Trendlist: [New post] Using Mermaid to Create a ProcFwk Pipeline Lineage Diagram

Thursday, July 29, 2021

[New post] Using Mermaid to Create a ProcFwk Pipeline Lineage Diagram

Using Mermaid to Create a ProcFwk Pipeline Lineage Diagram

by Paul Andrew

The other day Kamil (@NowinskiK) messaged me on Teams asking if I liked Mermaid's 🙂

I prepared myself for a conversation about which was better; the fish half being on top vs on the bottom. Ha! Of course not!!

Kamil was actually referring to the…

Javascript based diagramming and charting tool that renders Markdown-inspired text definitions to create and modify diagrams dynamically.

GitHub Pages: https://mermaid-js.github.io/mermaid/

GitHub Repo: https://github.com/mermaid-js

I confess until this point, I hadn't encountered the tool.

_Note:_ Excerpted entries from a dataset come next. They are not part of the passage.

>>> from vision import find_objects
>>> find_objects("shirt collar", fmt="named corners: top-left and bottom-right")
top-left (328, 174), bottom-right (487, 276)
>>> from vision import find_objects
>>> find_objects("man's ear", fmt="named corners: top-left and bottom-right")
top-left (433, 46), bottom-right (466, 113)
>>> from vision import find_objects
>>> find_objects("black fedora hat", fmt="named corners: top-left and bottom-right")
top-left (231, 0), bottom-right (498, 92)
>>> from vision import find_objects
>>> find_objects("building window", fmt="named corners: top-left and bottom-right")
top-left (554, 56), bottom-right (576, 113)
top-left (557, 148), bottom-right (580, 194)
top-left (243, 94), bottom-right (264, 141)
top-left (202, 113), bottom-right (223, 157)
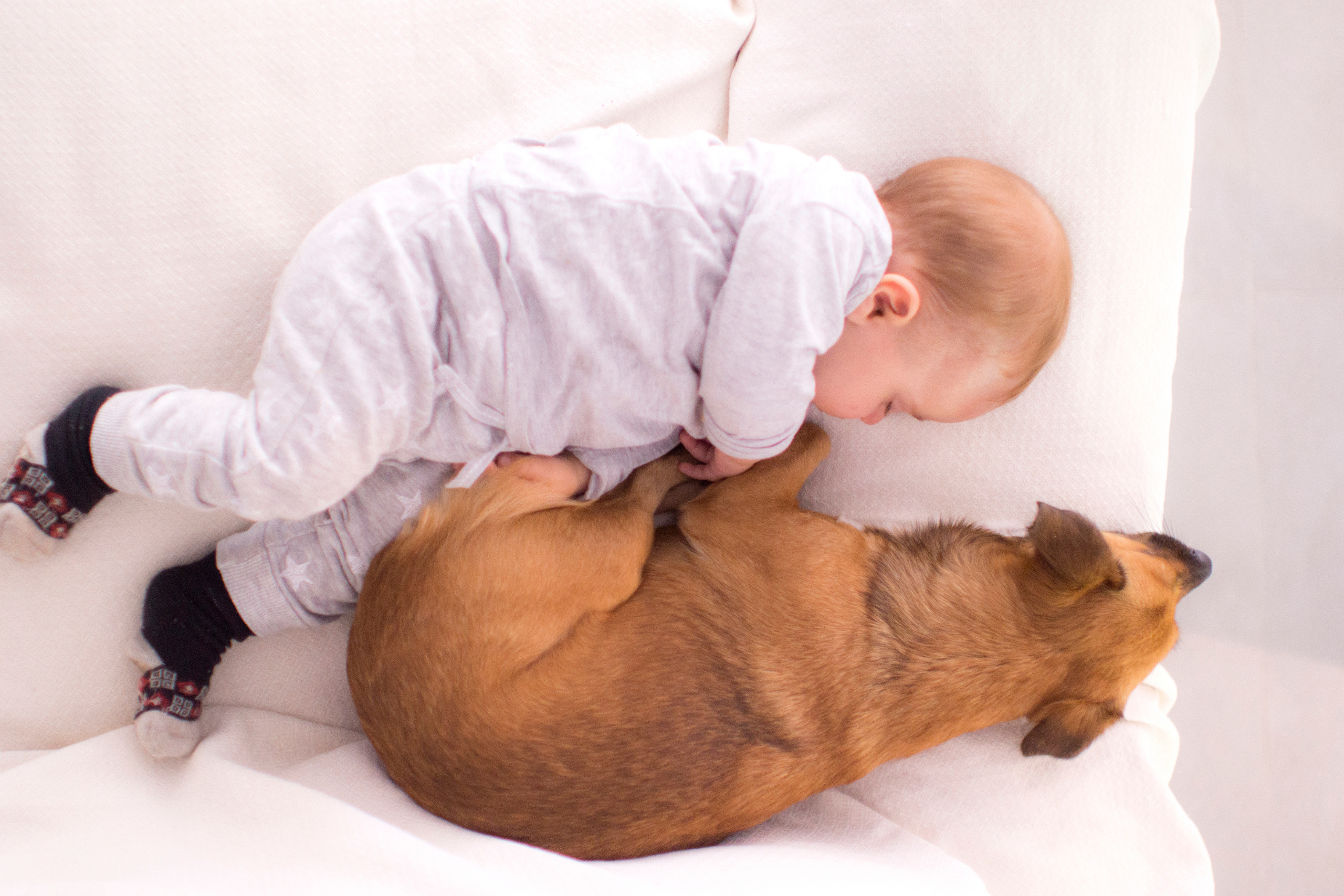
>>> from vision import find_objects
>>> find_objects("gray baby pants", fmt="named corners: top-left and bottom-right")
top-left (215, 461), bottom-right (453, 636)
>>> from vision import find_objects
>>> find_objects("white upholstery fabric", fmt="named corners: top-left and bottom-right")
top-left (0, 0), bottom-right (1216, 896)
top-left (729, 0), bottom-right (1217, 531)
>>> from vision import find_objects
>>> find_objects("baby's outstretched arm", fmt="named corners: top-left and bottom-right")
top-left (677, 430), bottom-right (755, 482)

The conversation that followed, with Kamil, was about creating a pipeline lineage diagram from implementations of the Azure pipeline orchestration framework (AKA: procfwk, AKA: my baby 🙂 ).

Given the bespoke natural of the framework, a lot of traditional data cataloging tools can't simply scrap lineage metadata from Data Factory or Synapse Integration Pipelines directly as the framework means worker pipeline triggering is abstracted way via the control pipelines. They would need to traverse the procfwk metadata model.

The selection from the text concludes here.